In a study published today in Physics of Fluids, researchers discovered that the difference between the two noises (booms and burps) had to do with how sound waves moved through the sand. When a ‘burp’ noise was recorded, the scientists found that the sound waves had a low frequency, a slower velocity, and traveled mostly along the surface of the dune. With a booming noise, the sound waves were higher frequency, traveled faster, and were reflected off the inner layers of the dune.
The team even managed to ring a dune like a gong, triggering the booming sound by hitting a plate on the dune’s surface with a hammer. This is the first time that particular phenomena has been recorded, although many scientists have triggered the noise by creating sand avalanches. Listen for yourself to the National Park Service recording below.

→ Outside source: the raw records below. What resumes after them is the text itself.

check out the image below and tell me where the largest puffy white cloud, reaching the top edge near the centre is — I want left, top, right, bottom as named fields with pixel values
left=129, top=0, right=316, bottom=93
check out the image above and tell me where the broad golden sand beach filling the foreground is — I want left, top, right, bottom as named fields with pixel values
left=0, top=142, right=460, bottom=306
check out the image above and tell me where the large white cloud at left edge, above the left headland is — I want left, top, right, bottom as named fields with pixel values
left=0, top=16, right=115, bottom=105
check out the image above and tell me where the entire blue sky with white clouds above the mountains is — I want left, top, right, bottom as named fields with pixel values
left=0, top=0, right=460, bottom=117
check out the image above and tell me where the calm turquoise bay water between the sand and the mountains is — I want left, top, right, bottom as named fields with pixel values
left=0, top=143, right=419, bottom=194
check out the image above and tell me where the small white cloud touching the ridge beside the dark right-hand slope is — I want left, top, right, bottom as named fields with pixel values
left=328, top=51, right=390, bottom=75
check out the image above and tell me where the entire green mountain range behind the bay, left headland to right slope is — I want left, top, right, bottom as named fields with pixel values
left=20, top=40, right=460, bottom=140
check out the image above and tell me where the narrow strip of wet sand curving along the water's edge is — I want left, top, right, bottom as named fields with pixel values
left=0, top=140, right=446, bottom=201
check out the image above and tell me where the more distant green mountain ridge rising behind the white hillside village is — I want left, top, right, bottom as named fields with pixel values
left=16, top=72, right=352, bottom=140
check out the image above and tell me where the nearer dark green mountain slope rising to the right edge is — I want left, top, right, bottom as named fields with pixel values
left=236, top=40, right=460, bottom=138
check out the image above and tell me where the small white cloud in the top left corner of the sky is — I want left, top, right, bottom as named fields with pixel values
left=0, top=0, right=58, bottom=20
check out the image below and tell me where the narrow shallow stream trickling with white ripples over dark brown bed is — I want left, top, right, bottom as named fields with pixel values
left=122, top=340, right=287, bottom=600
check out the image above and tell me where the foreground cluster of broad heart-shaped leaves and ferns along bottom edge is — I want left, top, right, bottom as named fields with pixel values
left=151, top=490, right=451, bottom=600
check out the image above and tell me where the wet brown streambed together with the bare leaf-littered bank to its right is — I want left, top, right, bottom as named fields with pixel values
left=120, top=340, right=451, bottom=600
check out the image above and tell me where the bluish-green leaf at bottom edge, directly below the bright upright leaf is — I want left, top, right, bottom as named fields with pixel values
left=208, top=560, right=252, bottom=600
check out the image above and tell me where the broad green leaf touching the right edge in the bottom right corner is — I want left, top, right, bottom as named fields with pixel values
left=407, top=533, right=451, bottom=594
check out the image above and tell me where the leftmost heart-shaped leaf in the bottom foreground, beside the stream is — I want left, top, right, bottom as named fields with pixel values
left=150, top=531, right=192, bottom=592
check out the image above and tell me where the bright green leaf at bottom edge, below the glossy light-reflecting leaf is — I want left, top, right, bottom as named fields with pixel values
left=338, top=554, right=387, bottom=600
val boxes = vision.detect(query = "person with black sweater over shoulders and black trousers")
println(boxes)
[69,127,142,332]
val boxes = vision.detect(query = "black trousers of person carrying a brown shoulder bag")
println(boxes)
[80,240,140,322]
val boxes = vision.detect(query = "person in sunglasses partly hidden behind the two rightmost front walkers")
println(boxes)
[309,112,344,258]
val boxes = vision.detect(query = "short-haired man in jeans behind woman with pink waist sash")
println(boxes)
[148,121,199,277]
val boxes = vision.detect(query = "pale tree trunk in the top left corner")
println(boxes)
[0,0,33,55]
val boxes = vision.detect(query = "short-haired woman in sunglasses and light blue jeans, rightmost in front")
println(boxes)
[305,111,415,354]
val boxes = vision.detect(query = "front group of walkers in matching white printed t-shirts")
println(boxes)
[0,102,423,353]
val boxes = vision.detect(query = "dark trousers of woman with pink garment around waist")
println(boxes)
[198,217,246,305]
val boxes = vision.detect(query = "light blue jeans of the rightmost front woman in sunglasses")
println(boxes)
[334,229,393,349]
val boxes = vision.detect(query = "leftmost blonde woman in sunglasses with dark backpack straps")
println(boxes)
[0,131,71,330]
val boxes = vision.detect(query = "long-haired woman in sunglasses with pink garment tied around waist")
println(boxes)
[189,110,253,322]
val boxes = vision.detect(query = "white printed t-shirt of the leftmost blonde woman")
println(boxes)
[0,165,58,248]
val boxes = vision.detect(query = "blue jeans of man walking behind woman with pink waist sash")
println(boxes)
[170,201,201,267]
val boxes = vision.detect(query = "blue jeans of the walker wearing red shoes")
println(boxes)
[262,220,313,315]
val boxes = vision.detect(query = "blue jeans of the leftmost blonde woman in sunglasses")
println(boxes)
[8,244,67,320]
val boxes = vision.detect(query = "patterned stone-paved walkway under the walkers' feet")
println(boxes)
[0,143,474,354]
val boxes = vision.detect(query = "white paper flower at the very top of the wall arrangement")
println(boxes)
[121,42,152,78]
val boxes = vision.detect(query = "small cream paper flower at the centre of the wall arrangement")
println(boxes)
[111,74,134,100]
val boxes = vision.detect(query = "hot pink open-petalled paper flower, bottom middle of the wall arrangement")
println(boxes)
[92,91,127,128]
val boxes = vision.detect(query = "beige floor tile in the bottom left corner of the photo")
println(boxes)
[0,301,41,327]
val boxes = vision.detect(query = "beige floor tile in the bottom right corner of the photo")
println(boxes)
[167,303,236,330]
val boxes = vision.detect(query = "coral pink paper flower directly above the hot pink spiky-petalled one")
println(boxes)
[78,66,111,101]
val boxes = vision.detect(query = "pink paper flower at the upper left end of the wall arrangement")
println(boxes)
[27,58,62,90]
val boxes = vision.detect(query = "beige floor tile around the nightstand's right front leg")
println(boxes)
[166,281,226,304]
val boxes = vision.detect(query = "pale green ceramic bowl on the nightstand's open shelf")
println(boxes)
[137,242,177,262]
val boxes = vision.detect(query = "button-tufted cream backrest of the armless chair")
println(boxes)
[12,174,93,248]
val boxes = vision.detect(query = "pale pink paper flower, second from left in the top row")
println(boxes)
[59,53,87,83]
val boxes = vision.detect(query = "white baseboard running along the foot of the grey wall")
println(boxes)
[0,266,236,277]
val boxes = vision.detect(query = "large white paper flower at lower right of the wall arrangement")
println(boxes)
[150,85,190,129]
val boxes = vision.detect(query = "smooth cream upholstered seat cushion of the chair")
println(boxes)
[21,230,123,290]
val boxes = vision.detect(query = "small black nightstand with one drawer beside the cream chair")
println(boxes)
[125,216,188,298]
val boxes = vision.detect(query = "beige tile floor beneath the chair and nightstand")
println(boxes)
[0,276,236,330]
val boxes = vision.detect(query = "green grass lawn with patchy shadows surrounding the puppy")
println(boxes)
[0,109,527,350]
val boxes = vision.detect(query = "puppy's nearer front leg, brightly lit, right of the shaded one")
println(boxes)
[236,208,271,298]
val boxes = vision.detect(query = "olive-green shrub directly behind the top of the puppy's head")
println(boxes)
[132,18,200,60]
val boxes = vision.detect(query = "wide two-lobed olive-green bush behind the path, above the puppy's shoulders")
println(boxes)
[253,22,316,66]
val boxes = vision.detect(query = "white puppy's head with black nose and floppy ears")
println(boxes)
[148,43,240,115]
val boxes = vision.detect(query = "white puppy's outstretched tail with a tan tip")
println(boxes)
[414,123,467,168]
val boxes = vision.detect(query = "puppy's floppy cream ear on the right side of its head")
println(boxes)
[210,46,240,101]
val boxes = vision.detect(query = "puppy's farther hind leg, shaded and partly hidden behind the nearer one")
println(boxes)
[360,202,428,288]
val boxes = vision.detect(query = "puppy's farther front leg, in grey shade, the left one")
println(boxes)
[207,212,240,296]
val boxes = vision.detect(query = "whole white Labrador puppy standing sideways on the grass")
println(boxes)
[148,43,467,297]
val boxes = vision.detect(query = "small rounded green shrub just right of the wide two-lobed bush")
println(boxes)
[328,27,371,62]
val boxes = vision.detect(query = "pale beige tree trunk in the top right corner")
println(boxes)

The difference between the two noises is interesting to physicists, but also to people studying oil or earthquakes. Researchers often use sound waves to map layers of sediment deep under the soil or ocean floor. Knowing how sound waves react with smaller particles, like sand, can help scientists get a better picture of what’s going on inside our planet, whether it’s looking at how sound waves reflect from hidden oil reserves, or how seismic waves in an earthquake travel through the Earth’s crust.